US Vice President Joe Biden
US Vice President Joe BidenIsrael news photo: Flash 90

U.S. Vice President Joe Biden briefed a dozen Democratic senators on Wednesday on the negotiations with Iran over its nuclear weapons program, reports The Hill.

"The Vice President underscored that the relief we would provide Iran as part of the first step would be modest and temporary compared to the substantial, continuing impact of our sanctions, which would be vigorously enforced throughout the first step," the White House said in a statement.

According to The Hill, the two-hour meeting included members of the vice president's national security team and some of the upper chamber's most dovish members.

Attendees included Sens. Richard Blumenthal (Conn.), Cory Booker (N.J.), Benjamin Cardin (Md.), Thomas Carper (Del.), Robert Casey (Pa.), Al Franken (Minn.), Tim Kaine (Va.), Joe Manchin (W.Va.), Jeff Merkley (Ore.), Chris Murphy (D-Conn.), Jeanne Shaheen (N.H.), and Elizabeth Warren (Mass.).
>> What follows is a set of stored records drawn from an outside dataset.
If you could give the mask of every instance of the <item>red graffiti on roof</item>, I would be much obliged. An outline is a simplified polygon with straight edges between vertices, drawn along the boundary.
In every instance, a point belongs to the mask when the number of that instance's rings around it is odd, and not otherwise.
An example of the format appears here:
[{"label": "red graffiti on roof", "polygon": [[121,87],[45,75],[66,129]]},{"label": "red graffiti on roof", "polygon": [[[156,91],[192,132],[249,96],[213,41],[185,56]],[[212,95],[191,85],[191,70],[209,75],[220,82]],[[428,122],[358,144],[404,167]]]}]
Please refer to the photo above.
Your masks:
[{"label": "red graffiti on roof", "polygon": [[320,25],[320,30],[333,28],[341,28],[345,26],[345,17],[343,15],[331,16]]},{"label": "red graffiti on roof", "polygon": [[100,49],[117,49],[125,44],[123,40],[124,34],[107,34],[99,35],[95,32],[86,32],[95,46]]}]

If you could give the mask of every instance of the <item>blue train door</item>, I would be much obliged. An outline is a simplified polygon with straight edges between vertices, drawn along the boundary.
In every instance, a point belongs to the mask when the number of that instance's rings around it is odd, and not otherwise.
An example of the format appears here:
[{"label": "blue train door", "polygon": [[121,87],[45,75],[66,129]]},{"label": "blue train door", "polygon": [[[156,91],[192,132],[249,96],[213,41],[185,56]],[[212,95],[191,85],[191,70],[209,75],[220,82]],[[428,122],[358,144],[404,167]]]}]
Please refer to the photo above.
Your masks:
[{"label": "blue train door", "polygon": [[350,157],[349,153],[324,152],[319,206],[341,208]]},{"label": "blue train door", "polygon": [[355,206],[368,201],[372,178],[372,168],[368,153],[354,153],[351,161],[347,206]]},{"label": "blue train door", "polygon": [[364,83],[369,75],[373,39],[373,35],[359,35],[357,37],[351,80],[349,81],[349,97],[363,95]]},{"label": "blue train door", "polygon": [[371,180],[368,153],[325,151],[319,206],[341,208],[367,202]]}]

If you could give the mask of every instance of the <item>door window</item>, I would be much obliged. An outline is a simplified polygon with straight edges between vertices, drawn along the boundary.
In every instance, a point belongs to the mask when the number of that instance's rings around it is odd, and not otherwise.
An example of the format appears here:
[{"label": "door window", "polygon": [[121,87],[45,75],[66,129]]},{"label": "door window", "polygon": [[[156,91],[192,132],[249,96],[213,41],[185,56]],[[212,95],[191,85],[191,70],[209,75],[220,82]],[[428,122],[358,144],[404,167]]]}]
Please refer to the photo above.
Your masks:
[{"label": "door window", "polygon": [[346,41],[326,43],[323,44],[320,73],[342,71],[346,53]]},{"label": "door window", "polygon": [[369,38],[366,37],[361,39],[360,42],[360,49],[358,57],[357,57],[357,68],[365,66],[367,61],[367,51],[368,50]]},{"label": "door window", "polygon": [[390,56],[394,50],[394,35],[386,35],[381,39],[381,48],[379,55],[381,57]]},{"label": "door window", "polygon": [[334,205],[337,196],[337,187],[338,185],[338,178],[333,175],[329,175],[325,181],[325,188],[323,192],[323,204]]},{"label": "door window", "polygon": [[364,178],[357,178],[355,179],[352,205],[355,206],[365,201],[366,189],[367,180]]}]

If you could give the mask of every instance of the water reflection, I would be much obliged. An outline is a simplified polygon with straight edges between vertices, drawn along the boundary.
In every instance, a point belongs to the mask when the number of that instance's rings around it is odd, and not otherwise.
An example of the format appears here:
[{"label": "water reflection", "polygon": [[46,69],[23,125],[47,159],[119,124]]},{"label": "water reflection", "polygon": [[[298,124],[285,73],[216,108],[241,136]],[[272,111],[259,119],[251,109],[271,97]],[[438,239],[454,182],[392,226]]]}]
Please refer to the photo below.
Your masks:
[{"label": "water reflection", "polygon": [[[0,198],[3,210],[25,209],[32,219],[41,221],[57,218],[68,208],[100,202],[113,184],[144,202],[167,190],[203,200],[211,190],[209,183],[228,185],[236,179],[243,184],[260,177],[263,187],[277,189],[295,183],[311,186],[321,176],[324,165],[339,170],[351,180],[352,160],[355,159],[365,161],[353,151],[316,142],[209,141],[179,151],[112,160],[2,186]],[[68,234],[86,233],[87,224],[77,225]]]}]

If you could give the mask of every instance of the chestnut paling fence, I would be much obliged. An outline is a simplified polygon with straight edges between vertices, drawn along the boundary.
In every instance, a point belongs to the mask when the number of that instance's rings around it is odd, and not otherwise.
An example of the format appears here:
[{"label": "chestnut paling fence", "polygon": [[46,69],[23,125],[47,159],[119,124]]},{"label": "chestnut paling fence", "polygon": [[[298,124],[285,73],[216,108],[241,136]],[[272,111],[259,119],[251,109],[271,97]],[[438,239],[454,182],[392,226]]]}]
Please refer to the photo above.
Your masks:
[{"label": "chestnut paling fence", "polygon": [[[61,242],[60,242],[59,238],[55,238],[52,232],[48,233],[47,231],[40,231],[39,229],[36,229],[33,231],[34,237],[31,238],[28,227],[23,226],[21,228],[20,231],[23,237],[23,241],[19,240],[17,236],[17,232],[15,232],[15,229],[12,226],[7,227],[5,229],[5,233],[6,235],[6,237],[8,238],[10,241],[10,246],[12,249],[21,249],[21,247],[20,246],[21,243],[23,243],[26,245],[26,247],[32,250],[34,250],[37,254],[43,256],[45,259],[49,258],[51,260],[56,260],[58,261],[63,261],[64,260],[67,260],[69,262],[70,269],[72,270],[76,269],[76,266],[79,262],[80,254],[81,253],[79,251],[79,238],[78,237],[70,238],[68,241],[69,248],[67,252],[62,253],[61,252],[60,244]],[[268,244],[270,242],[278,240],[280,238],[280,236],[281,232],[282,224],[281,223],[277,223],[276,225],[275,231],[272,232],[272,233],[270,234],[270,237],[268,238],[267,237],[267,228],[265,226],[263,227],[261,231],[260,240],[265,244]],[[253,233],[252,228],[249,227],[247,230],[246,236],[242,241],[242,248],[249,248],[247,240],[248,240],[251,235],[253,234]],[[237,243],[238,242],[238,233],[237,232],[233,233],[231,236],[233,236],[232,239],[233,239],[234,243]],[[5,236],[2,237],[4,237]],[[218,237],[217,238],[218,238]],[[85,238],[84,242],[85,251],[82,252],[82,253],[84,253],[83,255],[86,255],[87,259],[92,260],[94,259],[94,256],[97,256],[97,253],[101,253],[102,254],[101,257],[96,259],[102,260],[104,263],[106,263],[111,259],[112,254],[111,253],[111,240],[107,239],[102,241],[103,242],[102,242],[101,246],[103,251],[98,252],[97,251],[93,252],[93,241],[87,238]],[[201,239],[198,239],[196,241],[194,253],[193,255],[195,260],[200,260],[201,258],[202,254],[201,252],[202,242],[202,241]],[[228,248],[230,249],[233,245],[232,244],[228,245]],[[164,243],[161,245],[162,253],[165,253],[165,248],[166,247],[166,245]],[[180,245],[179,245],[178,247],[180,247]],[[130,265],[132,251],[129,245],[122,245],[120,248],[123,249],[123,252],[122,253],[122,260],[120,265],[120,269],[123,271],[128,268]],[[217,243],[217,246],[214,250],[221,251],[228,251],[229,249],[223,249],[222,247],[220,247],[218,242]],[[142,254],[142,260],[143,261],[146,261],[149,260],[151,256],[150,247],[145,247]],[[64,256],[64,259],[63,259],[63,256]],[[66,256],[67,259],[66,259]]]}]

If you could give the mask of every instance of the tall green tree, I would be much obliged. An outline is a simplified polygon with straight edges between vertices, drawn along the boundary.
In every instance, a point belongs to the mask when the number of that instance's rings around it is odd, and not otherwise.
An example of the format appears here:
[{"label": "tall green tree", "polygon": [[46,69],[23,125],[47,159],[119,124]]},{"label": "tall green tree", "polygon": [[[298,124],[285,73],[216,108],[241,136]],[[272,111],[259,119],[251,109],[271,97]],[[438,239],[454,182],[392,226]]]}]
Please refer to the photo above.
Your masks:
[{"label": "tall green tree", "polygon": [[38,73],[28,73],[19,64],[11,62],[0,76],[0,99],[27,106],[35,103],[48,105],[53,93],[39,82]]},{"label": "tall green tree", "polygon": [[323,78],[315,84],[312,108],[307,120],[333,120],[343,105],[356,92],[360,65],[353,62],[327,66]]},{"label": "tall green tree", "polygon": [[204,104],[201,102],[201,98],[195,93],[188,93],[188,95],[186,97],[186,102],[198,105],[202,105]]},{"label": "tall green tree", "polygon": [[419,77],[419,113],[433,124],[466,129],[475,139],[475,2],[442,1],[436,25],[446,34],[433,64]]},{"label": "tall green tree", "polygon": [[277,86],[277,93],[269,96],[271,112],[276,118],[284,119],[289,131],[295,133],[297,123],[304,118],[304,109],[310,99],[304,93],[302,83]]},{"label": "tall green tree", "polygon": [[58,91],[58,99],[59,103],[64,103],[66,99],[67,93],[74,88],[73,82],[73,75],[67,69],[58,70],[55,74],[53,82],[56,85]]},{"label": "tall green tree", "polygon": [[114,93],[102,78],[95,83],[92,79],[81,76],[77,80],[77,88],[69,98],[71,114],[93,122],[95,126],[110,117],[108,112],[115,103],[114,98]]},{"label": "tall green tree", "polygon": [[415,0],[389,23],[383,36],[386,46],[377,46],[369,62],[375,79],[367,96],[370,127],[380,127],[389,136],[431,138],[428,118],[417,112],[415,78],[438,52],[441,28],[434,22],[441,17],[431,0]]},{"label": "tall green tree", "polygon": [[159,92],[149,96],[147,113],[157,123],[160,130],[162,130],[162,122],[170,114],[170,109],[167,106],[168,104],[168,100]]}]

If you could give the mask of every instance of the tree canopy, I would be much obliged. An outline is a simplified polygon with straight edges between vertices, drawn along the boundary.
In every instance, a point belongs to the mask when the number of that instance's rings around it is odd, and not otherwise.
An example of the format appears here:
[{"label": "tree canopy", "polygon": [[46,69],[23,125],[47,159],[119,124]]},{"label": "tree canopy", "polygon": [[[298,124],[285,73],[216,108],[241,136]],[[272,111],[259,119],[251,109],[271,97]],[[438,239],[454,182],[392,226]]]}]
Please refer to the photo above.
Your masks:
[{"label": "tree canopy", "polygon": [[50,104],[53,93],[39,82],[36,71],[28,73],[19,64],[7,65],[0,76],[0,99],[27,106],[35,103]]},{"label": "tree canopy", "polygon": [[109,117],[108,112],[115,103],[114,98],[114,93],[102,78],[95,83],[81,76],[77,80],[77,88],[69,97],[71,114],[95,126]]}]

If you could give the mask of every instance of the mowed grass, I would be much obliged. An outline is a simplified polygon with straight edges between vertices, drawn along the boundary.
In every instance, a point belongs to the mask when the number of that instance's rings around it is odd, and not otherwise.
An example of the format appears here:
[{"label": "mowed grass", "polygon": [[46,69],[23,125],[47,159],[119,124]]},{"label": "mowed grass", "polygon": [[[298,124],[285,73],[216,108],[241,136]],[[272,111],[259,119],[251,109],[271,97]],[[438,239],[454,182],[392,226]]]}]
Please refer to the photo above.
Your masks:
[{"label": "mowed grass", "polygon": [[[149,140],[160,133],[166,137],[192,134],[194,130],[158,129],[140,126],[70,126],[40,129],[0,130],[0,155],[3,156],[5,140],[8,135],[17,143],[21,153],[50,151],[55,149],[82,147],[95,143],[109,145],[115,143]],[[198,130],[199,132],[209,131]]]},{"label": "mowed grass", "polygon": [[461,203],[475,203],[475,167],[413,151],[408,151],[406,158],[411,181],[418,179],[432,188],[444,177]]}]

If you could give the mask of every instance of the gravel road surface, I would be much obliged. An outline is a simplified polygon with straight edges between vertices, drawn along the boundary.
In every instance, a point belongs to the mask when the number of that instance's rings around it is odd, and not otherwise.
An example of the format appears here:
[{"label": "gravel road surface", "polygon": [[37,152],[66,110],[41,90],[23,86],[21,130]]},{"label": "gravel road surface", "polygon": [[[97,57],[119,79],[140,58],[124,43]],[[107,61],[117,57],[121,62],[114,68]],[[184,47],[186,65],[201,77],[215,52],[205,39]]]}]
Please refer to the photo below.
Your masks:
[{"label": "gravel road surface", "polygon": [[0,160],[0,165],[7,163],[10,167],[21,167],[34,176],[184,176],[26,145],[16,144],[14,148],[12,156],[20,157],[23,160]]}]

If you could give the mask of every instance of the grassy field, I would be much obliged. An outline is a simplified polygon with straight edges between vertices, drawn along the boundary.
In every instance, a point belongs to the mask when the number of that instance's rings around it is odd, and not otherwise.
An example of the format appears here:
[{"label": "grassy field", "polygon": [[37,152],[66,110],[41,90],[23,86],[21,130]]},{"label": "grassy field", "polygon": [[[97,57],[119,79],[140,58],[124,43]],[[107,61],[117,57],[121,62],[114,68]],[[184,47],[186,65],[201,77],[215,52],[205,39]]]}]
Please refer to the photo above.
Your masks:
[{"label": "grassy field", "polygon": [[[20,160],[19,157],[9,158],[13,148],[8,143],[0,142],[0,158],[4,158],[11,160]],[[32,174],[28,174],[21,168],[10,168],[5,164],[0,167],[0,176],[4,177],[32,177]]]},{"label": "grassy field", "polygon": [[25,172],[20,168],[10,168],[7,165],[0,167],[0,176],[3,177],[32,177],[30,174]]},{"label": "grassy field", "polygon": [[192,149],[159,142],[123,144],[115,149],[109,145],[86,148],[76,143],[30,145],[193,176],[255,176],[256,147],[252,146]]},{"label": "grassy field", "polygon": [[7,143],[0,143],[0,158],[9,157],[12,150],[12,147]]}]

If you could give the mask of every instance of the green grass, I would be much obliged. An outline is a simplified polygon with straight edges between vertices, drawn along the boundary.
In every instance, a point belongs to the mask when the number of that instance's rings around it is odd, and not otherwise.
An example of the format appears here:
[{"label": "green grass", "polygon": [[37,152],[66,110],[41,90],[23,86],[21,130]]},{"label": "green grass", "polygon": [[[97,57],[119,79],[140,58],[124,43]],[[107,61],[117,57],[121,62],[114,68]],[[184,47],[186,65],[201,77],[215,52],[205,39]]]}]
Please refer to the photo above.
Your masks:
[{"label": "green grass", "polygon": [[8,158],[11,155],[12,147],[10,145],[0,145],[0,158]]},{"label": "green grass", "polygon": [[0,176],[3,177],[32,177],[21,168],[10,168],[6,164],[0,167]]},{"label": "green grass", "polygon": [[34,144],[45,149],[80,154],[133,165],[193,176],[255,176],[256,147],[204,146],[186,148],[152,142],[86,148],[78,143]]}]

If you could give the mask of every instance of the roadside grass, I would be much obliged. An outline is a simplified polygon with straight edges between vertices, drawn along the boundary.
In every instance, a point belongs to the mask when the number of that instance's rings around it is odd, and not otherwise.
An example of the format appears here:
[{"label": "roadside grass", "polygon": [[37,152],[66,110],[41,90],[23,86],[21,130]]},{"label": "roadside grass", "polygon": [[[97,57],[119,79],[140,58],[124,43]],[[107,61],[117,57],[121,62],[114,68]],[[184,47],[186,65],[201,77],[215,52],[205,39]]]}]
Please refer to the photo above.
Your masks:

The meeting comes in the wake of a very aggressive campaign by the administration to convince senators to wait before approving harsher sanctions on Iran.

Several weeks ago, Biden joined other top officials from the Obama administration in a meeting with Senate Majority Leader Harry Reid (D-Nev.) and other senior Senate Democrats as the White House lobbies against additional punitive measures against Iran at this time.

On Tuesday, Obama himself met with lawmakers and told them that Iran would make progress in its ability to build a nuclear weapon if there is no diplomatic deal to halt or roll back its nuclear program.

Last week, Obama issued a public warning to Congress, saying that a deal in the works could prevent the "unintended consequences" of war.

The Senate Banking panel has been considering whether to act on legislation hitting Iran’s oil industry. The House overwhelmingly passed such legislation in July, but the White House has been urging Senate Democrats to hold off while multilateral talks on Iran’s nuclear program continue.

During a panel hosted by the Wall Street Journal on Wednesday, Obama said he had told lawmakers and Israel that it was important to test whether a diplomatic solution was possible.

"Let's test the proposition over the next six months we can resolve this in a diplomatic fashion while maintaining the essential sanctions architecture," Obama was quoted as having said.

The president said that under the proposed short-term deal, the Iranians would halt their nuclear weapons program, roll back certain elements, and subject themselves to "vigorous inspections."

Obama said the U.S. was offering a "very modest amount of relief that is entirely subject to reinstatement if in fact they violated any part of this earlier agreement."